The other day I finally admitted to my team colleague that this year’s move to standards based assessment has felt like cause for a dip in my teaching performance. I had been thinking it already for several days as I worked to complete third trimester grades for all my students. Then I said it.
Yes, I felt fairly confident about the numbers I was entering: 2, 3 or 4 or NA. (There were no 1s.) Every student was either approaching the standard (2), met the standard (3), or exceeded the standard (4) on any of the total of 8(!) indicators in 3 categories: learning behaviors, movement concepts and movement skills. And whenever my colleague and I compared notes on how we defined a 3 or 4, we often agreed and could share finer points with each other quite easily.
We devised a series of spreadsheets on which to enter our scores for the specific skills we agreed we would assess at each grade level and approximately in which time frame. We had a plan. We had agreement. We taught our units, shared our wins and let downs. Scores were entered.
But alas, I let go of the previous program I was using to track performance and behavior which my colleague felt was too cumbersome and time-consuming. Perhaps because my colleague had come from a standards based system I suddenly felt a bit insecure about how I had been assessing students all along. I wondered if all those years I had been doing PE wrong. And of course it wasn’t PE in general, this was really just about the assessment process.

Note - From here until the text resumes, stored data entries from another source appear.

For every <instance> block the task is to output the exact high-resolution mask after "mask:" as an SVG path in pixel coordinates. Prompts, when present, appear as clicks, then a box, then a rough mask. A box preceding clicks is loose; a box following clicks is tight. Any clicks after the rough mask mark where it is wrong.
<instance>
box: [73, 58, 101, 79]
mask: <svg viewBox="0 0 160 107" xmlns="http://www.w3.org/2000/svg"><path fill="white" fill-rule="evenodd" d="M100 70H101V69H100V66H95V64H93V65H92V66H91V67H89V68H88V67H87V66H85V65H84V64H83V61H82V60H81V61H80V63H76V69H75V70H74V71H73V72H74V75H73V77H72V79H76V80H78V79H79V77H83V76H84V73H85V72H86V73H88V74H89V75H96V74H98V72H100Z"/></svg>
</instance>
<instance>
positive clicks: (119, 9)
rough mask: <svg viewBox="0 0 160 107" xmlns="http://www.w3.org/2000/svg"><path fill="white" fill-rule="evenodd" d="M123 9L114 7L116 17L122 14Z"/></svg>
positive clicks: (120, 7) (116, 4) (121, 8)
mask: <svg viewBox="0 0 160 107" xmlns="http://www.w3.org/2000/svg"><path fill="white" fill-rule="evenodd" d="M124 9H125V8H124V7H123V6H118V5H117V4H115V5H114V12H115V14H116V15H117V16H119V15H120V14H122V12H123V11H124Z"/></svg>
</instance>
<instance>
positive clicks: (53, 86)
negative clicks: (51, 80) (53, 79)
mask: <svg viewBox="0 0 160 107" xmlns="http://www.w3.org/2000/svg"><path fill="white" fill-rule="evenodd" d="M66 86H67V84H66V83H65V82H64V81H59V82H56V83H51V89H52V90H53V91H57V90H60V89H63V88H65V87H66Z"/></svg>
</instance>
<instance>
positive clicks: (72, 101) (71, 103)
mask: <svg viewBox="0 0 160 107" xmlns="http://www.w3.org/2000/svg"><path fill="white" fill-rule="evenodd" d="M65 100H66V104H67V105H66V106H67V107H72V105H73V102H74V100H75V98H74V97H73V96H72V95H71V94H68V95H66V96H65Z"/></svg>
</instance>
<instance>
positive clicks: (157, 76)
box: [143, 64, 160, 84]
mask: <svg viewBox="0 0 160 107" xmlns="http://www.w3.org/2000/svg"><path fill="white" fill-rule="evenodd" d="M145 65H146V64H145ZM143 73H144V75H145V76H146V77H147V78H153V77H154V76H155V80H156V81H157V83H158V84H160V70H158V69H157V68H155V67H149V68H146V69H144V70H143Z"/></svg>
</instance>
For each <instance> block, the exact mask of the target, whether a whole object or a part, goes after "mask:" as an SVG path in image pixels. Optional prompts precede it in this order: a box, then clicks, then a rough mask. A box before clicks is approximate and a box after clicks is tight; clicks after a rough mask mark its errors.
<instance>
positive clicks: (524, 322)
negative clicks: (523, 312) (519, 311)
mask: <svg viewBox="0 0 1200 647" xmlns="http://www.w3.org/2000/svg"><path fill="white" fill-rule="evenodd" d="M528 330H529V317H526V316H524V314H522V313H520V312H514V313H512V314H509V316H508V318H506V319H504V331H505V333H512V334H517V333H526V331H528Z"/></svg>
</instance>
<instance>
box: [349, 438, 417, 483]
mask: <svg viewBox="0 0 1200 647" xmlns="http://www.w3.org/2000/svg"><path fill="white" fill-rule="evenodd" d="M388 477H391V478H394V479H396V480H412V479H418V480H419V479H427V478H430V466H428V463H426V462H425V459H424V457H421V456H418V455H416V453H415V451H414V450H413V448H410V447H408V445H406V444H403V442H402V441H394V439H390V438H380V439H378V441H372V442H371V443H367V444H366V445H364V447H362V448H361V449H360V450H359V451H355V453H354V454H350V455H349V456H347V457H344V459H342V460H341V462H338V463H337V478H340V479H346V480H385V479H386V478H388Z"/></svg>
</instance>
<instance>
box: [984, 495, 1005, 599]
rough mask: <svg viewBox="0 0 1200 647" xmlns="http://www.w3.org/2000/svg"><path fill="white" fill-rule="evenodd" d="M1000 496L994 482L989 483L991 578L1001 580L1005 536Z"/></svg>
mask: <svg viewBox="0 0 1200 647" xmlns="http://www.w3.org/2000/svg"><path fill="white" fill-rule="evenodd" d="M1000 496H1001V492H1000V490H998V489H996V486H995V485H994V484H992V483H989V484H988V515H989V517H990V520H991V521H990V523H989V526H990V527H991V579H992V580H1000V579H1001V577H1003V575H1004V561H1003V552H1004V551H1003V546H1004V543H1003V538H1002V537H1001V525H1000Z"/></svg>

I used to write report card comments for all of my students. It was my way of saying: “I see you. This is what I’ve observed and what I make of it.” Now that we have the standards and so many indicators, as specialists we are no longer required to write comments for every student. That makes work load sense. Really, it does. At the same time I am loathe to surrender the meaning to be given a trimester’s worth of amazing learning and discovery to long-winded indicators followed by a 2, 3, or a 4. Comments help me compensate for my sense of disconnect.
I suppose a big part of teaching requires letting go of the idea that what we do will ever be complete. The end of one school year is a signpost on the road, not the trip itself. What I missed this year I’ll aim to do better next year. Now is the time for listening to students – for hearing their wishes and thank you’s. If I’ve done the work I believe I am proud of this year, then my students know what they loved, liked and avoided in PE. They can tell me (and you, too) what was awesome, frustrating, and the best ever. That’s more of what counts and what matters.